VIENNA – OPEC decided to keep its oil output target on hold Friday and predicted prices would remain low for the foreseeable future — good news for both for oil-hungry international industries and consumers at the gas pump.

The cartel said its output level would remain at 30 million barrels a day despite the fact that prices were still low compared with a year ago. It left it to member states to restrain any overproduction, an acknowledgment of the cartel’s inability to enforce its own limits as it struggles to control world supply and prices.

With non-OPEC oil producing countries ready to ramp up production if prices go much above present levels, OPEC’s secretary general said the cost of crude will stay relatively low for a while.

“The reality now is that we cannot have these S100 (prices) anymore,” Abdullah al-Badri told reporters.

The international price of crude was down $1.62 at $62.10 after Friday’s announcement, having traded above $115 a barrel in 2014.

While the Organization of the Petroleum Exporting Countries accounts for over a third of the world’s oil, its power to determine supply and demand has been steadily eroding as outsiders capture large shares of the market. It gave up imposing quotas on individual members four years ago after these were consistently ignored.

That has led to an overhang in recent months of more than 1 million barrels a day of OPEC production beyond the target. But the likelihood of continued overproduction persists.

OPEC powerhouse Saudi Arabia is fighting to keep market share against U.S. shale oil, Iran plans to increase production in anticipation of an end to sanctions that have crimped its crude exports and other countries are trying to compensate for low prices by selling more.

“OPEC realizes … that it is now in a highly competitive market, in which its own members will compete against each other and collectively against non-OPEC producers, and in particular shale producers,” said John Hall of Alfa Energy in London.

Announcing the decision to keep the present target, an OPEC statement urged members “to adhere to it.” But al-Badri, the secretary general, acknowledged that, as in the past, countries had only been assigned “indicators” — not quotas — in attempts to hew to the target.

In contrast, Saudi and Iranian comments Friday reflected the countries’ determination to produce what they decide.

“Production policy is a sovereign right,” Naimi told reporters.

Iranian Petroleum Minister Bijar Namdar Zangeneh, meanwhile, advised OPEC to make room for increased output from his country as early as the end of the month.
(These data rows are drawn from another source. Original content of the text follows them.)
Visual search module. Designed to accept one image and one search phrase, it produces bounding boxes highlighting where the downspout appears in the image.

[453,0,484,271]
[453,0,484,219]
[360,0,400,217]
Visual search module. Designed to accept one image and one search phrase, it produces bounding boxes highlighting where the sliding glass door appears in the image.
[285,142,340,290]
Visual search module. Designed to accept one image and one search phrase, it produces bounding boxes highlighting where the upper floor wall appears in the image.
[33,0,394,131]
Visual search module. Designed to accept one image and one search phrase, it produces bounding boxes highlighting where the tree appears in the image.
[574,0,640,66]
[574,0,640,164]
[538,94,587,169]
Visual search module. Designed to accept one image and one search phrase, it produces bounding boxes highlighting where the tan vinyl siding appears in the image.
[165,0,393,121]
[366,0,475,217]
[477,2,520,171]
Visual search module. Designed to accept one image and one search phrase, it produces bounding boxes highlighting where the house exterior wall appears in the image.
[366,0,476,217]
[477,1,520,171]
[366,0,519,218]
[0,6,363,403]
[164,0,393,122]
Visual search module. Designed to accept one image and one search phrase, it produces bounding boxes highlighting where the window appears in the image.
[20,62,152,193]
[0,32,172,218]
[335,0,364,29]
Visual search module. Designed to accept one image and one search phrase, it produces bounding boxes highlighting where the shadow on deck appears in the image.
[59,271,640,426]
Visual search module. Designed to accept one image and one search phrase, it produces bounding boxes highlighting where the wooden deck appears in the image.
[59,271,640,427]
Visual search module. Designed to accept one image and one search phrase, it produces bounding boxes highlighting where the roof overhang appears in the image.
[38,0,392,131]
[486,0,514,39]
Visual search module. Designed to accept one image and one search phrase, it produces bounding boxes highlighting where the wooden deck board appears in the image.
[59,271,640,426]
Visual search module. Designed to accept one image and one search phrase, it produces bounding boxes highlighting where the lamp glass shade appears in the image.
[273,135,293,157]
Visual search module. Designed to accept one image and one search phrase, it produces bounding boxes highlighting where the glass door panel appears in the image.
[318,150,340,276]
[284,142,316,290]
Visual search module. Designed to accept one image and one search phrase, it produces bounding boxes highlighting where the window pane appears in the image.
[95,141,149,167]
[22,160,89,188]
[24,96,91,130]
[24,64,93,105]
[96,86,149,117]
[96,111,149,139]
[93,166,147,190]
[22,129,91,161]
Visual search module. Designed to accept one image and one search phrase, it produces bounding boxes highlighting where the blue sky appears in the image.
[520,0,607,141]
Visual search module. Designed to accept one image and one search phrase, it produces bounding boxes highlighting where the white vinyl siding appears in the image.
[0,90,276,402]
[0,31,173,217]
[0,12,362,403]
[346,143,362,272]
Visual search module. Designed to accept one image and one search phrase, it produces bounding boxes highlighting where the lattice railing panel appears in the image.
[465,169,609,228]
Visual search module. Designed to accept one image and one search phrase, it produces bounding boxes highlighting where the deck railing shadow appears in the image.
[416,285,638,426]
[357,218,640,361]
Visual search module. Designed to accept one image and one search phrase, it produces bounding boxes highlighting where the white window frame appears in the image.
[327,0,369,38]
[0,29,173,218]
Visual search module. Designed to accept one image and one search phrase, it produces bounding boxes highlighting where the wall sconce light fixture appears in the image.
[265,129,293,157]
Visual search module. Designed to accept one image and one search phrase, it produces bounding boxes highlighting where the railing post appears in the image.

That’s the target date for a deal between Tehran and six world powers envisaging an end to sanctions on the Islamic Republic in exchange for curbs on its nuclear program.

Iran hopes to ramp up production by up to 1 million barrels a day within a year once sanctions are gone, and Zangeneh said his country doesn’t “need any decision from the OPEC side to return to the market, because it’s our right.”

OPEC powerhouse Saudi Arabia and their Gulf allies are best set to continue all-out producing — even though they, like others, are selling at a loss.

But they can afford to do so.

The Saudi sovereign wealth fund stands at over $700 billion and the coffers of the other Gulf nations are also well stocked. The Saudis, who effectively set OPEC policy, were the prime drivers in the decision in November to keep the 30 million barrel-a day target, the seventh time in three years that the group opted for the status quo.

But the less well-off among OPEC states are hurting.

Among them is Algeria, which has long depended on high oil and gas prices to operate an extensive welfare state and has been harshly hit by the shale boom, which generates the same light blend that it sells. For Venezuela, where crude accounts for 95 per cent of all exports, the price slump has hugely exacerbated that country’s economic hardship — the country needs prices above $120 a barrel just to break even. And Nigeria was forced to trim its 2015 budget by 12 per cent because of low crude prices. Oil makes up 75 per cent of its exports.

Still even OPEC’s poorer nations know that past OPEC remedies of cutting production to drive up prices will no longer work, with the growing clout wielded by non-OPEC players.

Al-Badri on Friday defended the decision to maintain the production ceiling in hopes of defending market share despite plunging prices as “a decision of both the rich and the poor.”